Actionable advice: Maintaining a ‘verse’ package that lists frequently used packages as dependencies is an efficient way to reinstall all necessary packages on a new machine or following an R upgrade. Maintain and update your ‘verse’ package to continually streamline your workflow.
Useful Data for Learning
The addition of the built-in penguins data to R 4.5.0 provides more engaging and diverse data for learners. Unlike the iris dataset, which is overused and lacks challenges like outliers and multiple categorical labels, the penguins dataset offers a more realistic basis for data exploration and visualization training.
Actionable advice: For those writing tutorials, familiarize yourself with the built-in penguins data and consider using it to offer a more stimulating learning environment.
Import Only the Functions You Want with use()
The use() function in R 4.5.0 allows users to import only the functions they need from installed packages.

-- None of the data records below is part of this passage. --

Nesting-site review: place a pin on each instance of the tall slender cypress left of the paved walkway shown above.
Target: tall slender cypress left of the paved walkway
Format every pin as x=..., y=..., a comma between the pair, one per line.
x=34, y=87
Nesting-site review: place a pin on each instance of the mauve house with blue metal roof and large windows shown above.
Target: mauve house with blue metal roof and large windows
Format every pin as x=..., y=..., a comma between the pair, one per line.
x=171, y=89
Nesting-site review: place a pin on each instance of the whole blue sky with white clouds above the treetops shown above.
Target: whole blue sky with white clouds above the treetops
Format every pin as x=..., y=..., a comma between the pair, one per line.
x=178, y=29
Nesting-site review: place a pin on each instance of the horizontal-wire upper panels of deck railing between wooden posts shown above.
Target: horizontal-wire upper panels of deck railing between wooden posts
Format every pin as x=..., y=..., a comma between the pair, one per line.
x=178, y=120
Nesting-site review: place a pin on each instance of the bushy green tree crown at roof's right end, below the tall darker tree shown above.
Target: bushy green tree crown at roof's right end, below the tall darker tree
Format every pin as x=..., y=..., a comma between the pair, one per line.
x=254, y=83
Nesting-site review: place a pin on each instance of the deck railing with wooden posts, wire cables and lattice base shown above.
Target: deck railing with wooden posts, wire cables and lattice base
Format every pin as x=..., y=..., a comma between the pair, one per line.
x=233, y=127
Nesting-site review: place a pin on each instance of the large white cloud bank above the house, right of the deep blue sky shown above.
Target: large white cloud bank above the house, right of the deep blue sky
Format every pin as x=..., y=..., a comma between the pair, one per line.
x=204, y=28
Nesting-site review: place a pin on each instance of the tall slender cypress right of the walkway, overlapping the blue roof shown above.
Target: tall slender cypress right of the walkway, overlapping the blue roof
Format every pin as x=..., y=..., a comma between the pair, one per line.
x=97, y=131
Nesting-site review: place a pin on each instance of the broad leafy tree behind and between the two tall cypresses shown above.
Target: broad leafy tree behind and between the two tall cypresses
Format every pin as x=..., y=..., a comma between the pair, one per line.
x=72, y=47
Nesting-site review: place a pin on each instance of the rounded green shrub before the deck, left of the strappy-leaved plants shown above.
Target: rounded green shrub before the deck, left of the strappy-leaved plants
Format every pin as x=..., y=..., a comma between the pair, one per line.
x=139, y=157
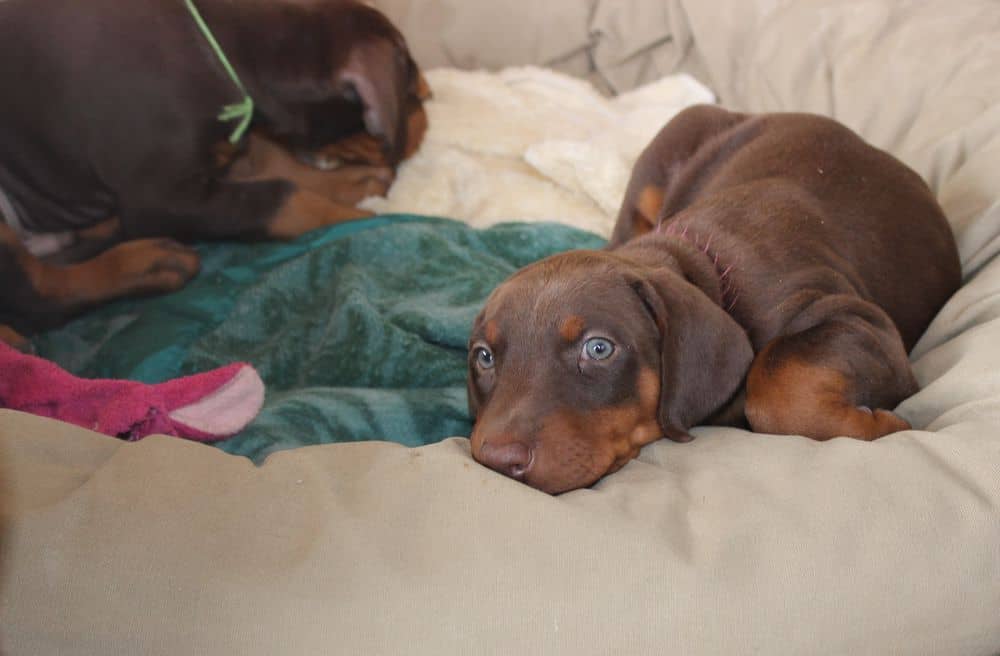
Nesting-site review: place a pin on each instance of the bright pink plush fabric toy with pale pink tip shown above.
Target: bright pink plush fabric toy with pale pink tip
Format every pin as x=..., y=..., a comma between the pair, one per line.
x=203, y=407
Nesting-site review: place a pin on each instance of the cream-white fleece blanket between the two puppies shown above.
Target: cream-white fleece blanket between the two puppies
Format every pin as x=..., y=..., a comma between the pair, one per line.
x=531, y=144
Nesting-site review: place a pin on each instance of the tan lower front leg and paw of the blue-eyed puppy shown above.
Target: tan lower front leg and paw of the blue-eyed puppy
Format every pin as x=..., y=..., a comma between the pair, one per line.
x=793, y=397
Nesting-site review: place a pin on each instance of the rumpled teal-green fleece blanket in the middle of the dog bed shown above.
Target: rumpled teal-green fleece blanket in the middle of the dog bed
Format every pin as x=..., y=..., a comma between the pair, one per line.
x=359, y=331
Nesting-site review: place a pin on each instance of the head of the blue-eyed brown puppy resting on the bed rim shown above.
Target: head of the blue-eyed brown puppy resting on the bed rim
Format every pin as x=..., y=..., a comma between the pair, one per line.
x=578, y=361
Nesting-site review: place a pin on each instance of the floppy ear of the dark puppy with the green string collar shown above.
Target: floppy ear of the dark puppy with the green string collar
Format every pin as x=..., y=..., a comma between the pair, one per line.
x=379, y=81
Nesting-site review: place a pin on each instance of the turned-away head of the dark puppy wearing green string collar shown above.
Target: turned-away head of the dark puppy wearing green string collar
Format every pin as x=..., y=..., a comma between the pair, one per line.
x=346, y=69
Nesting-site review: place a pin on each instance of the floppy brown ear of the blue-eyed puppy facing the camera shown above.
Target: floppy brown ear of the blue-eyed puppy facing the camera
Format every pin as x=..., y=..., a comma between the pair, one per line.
x=704, y=353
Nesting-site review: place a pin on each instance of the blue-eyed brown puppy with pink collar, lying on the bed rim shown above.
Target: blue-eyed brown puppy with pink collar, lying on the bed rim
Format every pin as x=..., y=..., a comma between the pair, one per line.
x=766, y=271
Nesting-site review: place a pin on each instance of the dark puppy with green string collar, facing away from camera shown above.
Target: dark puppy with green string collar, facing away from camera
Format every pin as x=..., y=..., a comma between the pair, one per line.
x=112, y=133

However, once you use the function, you will need to import all the functions you might want to import as trying to import other functions later will not be possible.

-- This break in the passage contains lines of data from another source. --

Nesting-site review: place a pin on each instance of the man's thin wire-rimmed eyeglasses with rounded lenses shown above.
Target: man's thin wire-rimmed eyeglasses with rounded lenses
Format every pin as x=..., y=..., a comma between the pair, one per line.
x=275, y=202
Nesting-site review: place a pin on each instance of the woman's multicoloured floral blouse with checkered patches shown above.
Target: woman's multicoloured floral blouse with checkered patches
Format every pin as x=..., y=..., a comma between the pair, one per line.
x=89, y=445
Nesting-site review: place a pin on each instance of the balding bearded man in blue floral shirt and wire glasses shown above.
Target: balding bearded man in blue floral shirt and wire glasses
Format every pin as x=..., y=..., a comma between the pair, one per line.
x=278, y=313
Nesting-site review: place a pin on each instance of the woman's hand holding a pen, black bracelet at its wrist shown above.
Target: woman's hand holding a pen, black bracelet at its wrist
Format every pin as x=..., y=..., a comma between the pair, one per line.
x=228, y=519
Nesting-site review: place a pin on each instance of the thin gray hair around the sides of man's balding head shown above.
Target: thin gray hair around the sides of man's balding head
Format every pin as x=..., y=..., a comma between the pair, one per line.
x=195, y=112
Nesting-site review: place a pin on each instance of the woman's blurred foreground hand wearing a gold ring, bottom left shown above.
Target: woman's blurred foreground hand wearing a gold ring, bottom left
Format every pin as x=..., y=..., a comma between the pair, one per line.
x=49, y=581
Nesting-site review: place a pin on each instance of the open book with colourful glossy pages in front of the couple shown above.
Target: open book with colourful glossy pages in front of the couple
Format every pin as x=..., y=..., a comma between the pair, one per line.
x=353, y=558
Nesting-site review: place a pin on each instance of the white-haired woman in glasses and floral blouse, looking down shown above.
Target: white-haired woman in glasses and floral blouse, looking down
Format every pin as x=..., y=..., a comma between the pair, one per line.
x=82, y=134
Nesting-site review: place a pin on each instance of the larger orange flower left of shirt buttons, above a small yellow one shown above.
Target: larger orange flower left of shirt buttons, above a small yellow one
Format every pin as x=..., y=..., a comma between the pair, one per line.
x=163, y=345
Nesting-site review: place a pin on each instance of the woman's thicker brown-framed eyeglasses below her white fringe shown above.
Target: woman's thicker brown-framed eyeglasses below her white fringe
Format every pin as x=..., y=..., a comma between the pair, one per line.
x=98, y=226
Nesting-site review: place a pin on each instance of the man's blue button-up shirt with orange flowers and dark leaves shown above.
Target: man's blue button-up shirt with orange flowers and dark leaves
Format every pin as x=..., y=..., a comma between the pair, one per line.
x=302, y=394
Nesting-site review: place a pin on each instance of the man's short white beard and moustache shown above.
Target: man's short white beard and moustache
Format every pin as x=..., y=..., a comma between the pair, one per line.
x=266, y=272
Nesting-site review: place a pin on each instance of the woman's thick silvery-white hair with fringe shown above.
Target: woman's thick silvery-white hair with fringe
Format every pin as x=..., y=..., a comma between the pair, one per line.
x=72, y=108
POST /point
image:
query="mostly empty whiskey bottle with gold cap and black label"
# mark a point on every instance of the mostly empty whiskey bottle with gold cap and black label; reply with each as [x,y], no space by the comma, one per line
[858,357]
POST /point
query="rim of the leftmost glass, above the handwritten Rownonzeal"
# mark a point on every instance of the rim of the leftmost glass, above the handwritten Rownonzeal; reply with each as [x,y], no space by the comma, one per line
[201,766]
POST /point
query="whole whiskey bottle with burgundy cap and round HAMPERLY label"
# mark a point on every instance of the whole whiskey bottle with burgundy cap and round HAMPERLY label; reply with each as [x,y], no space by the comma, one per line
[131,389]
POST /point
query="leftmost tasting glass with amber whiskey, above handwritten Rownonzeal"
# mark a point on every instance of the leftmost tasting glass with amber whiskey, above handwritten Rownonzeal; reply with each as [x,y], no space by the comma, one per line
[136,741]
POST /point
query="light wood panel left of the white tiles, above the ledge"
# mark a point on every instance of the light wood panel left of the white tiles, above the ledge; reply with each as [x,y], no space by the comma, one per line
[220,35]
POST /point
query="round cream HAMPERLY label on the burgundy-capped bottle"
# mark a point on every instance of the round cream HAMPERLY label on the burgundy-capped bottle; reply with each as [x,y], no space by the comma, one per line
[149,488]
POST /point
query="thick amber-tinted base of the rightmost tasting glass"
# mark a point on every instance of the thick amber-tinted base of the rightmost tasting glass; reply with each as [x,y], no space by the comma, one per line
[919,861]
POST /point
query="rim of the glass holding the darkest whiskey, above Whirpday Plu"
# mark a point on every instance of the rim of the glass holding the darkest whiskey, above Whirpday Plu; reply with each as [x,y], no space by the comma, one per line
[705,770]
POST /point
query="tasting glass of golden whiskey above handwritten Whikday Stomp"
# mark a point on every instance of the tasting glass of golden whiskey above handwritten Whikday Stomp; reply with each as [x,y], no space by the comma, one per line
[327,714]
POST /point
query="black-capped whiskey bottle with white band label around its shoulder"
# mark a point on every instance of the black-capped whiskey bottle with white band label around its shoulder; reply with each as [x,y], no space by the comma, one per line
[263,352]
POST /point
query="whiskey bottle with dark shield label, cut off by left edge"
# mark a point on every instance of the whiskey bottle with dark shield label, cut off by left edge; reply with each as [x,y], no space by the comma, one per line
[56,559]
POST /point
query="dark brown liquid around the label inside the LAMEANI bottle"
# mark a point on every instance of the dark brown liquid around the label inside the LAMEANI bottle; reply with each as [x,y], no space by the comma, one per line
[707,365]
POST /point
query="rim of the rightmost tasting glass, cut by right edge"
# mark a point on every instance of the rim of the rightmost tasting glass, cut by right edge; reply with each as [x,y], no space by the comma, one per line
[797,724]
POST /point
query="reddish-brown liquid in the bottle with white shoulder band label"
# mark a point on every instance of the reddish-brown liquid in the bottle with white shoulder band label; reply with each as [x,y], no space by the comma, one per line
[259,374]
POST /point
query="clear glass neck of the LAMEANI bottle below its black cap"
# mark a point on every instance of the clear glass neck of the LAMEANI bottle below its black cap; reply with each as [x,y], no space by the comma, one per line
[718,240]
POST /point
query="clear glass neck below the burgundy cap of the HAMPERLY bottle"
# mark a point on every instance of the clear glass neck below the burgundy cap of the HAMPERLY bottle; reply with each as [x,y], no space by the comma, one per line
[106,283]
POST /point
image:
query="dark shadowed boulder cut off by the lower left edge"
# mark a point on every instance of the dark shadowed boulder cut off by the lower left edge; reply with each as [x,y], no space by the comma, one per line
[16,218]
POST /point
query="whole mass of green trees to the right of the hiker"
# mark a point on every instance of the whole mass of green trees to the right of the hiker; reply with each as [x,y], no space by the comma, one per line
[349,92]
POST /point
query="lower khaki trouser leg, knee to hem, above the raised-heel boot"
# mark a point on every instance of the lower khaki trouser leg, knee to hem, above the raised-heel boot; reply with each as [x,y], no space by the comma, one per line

Actionable advice: Learn and implement the use of use() judiciously to optimize your workspace.
New Package: Bioconductor 3.21
Bioconductor 3.21 offers 72 new software packages, enhancing the analytical capabilities of genomics, transcriptomics, proteomics, metabolomics, and spatial omics. Tools for spatial transcriptomics, single-cell data analysis, multi-omics datasets integration, robust statistical and machine learning approaches, and improved visualization are some of the impactful offerings.
Actionable advice: Regularly update your version of Bioconductor and familiarize yourself with the latest packages. Bioconductor 3.21’s considerable additions could greatly enhance your data analysis capabilities.
Conclusion
The upgraded releases of R and Bioconductor are steps towards improving productivity, expanding analytical capacities, and enriching the learning process. By integrating the newly added functionalities into their workflows, data scientists and learners can progressively elevate their skills and outcomes. Keeping abreast of these enhancements and understanding how to utilize them will likely be integral to success in future data analysis endeavors.